1. Consider that you **cannot** manipulate the file directly, the file is only accesible for `read4` but **not** for `read`.
2. The `read` function may be called **multiple times**.
3. Please remember to **RESET** your class variables declared in Solution, as static/class variables are **persisted across multiple test cases** . Please see [here](https://leetcode.com/faq/) for more details.
4. You may assume the destination buffer array, `buf`, is guaranteed to have enough space for storing \_n \_characters.
5. It is guaranteed that in a given test case the same buffer `buf` is called by `read`.

## Analysis

是[同名问题](/lintcode/data_structure/read-n-characters-given-read4.md)的follow-up。感觉上不难，但是写起来让人抓狂。感觉画图来模拟这个过程会更好。

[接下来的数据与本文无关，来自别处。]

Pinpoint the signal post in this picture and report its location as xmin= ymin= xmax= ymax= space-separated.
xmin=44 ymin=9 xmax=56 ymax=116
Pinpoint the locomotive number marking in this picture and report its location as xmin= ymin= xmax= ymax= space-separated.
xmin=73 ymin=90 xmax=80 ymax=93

最终代码不长，难点在于理解这个题目究竟要做什么，并且用比较好的方法来应对多次call时，前次call用了超出需要的长度，但是由于file reader只能向前，因此需要在**内部buffer**保存前次`read4()`的结果，并且处理好在内部buffer的部分未被读取、使用的部分，用于下一次call。由于这些数字的相对大小关系不确定，如何在各种情况下操作是本题的难点。

有几个变量：

**ibuf** - 内部buffer，长度为`read4()`默认读取的长度，即4

**bufCount** - 代表内部临时buffer中未被复制读取过的长度，如果为0，则需要读新数据`read4()`，需重置`bufCount = read4()`，

**bufEnd** - 代表上次读取`read4()`之后，数据的长度即`ibuf[bufEnd - 1]`是上次读取后`ibuf[]`中最右末尾位置的数据

**bufPtr** - 记录上次拷贝`ibuf[]`到结果`buf[]`之后，`ibuf[]`中未读（未复制或者未使用）数据的最左端位置。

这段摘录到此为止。